I have created some code to perform cubic B-spline interpolation in CUDA. This code allows you to replace linear 2D and 3D texture filtering with cubic interpolation.
I have also included prefiltering to convert data samples into B-spline coefficients and several example programs + code.
The CUDA version is 327 times faster than a non-optimized CPU implementation on my PC! :)
interested? download the code from: CUDA cubic interpolation
edit: The website address has changed (my previous provider went bankrupt).
I must admit that I also completely missed this example. When I started with my version, I used the SDK 2 beta, and there the example was not present yet, and when I later upgraded, I did not check the examples well enough :">
Since the SDK example also contains a benchmarking mode I quickly tried with both the SDK cubic interpolation and my code (it was very easy to integrate that one):
regular 2D linear interpolation: 1214 Mpixels/sec
SDK 2D cubic interpolation: 1198 Mpixels/sec
my 2D cubic interpolation: 1205 Mpixels/sec :)
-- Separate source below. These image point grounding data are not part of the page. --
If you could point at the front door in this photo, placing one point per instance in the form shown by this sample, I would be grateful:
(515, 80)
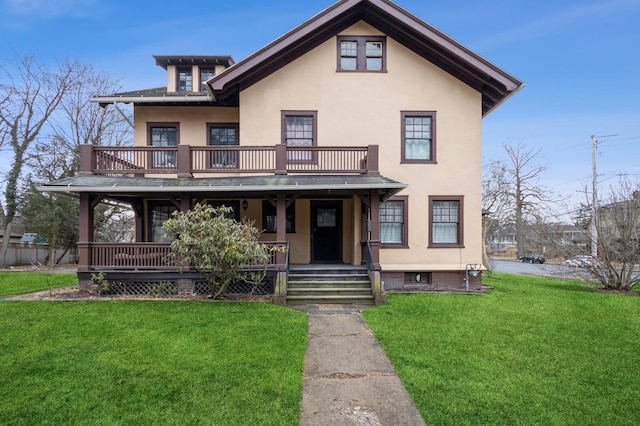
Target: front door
(326, 231)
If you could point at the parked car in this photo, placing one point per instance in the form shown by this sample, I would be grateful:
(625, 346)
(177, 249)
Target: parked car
(581, 261)
(532, 258)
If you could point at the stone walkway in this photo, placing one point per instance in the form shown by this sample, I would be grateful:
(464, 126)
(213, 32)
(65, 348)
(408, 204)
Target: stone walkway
(348, 379)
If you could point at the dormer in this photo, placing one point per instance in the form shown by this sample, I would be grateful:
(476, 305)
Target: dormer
(188, 74)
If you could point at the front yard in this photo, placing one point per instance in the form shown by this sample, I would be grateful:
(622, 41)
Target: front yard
(533, 351)
(150, 362)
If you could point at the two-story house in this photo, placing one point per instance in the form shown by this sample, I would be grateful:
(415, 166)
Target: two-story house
(353, 139)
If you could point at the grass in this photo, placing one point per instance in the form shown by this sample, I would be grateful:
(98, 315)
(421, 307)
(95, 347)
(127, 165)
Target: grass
(150, 362)
(25, 282)
(533, 351)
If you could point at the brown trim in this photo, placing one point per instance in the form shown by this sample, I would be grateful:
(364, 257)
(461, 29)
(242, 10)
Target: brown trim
(314, 129)
(361, 56)
(236, 127)
(290, 213)
(152, 124)
(460, 200)
(405, 223)
(183, 69)
(493, 83)
(403, 116)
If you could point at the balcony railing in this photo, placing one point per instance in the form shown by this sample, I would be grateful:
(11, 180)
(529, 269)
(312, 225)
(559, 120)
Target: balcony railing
(151, 256)
(190, 160)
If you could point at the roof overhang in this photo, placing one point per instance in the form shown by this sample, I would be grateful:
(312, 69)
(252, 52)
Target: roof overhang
(120, 186)
(493, 83)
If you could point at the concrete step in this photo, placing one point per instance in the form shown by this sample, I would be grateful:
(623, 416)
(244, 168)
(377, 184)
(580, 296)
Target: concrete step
(320, 300)
(323, 291)
(332, 284)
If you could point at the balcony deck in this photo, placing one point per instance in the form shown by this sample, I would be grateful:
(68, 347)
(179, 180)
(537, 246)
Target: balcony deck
(187, 160)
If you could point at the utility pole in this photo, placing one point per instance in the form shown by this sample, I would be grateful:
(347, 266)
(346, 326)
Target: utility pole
(594, 198)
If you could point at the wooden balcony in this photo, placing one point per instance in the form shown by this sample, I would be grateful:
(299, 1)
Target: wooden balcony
(187, 160)
(148, 256)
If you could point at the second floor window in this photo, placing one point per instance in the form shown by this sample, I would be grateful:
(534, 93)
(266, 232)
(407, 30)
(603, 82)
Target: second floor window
(185, 80)
(299, 128)
(223, 135)
(445, 219)
(418, 137)
(163, 134)
(361, 53)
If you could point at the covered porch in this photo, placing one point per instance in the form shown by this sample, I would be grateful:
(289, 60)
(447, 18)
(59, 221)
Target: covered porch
(318, 218)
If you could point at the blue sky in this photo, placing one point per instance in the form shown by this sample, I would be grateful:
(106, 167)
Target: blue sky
(579, 58)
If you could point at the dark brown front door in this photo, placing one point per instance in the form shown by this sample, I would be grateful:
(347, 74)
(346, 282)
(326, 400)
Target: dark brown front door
(326, 231)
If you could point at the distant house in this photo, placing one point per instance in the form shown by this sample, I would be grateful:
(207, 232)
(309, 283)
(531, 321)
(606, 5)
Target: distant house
(354, 140)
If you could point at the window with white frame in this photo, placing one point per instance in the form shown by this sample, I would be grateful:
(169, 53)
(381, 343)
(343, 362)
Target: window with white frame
(361, 53)
(299, 128)
(206, 74)
(418, 136)
(445, 221)
(221, 135)
(185, 80)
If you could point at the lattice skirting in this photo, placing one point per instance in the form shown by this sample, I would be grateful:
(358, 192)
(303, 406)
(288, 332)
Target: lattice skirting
(169, 284)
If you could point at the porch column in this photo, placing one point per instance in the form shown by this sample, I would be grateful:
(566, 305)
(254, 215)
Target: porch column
(138, 209)
(85, 232)
(374, 216)
(281, 225)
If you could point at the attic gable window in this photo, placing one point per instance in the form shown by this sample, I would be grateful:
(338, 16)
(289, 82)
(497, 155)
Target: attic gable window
(362, 53)
(206, 74)
(185, 80)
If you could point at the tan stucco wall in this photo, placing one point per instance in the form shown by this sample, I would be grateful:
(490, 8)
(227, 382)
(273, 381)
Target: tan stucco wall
(356, 109)
(193, 121)
(359, 109)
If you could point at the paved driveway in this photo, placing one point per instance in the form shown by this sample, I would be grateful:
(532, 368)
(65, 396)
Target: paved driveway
(515, 267)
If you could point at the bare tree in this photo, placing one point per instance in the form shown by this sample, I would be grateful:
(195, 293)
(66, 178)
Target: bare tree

It is striking that cubic interpolation (both versions) is hardly slower than linear interpolation. I guess that this is due to caching.
Of course my coding effort was not completely in vain, since I also offer 3D cubic interpolation and the Thevanaz prefilter.
Without the prefilter cubic interpolation has a smoothing effect (you can actually see that when you look closely at the SDK example output).
Straight-forwardly thinking you would need two texture fetch units for every processing unit to explain the missing factor two (so exactly the opposite), otherwise the processing units are just waiting for the texture fetch to finish.
Anyway, the real situation is a bit more complex: there are two streaming multiprocessor units (SM), a L1 texture cache and a texture unit on every texture processor cluster (TPC) for the GeForce 8800 architecture. Every SM possesses eight streaming processors (SP). See e.g. this powerpoint.
Hey guys… its interesting to go through this thread. I am a new programmer for CUDA. I have a 1D cubic interpolation code . Can that also be seeded upto 100 times ? I haven’t thought about it much as i am still learning cuda, but was interested in knowing if thats is actually possible.
I would expect that for 1D interpolation the speedup is less, since you would benefit less from smart data rehashing, which is done by the GPU for 2D and 3D textures. However, I have not tried 1D, so why don’t you give it a try and let us know…
I have a 3D texture of water velocity data, where many grid points are land (i.e., null values). I would like to use CUDA and the cubic interpolation package to interpolate velocity at specific locations, but ignore the land data points.
Is this generally possible using the built-in interpolation hardware of GPU textures, or for the cubic interpolation package? I can set the land values to whatever I prefer, but not sure how to ignore them in the calculations.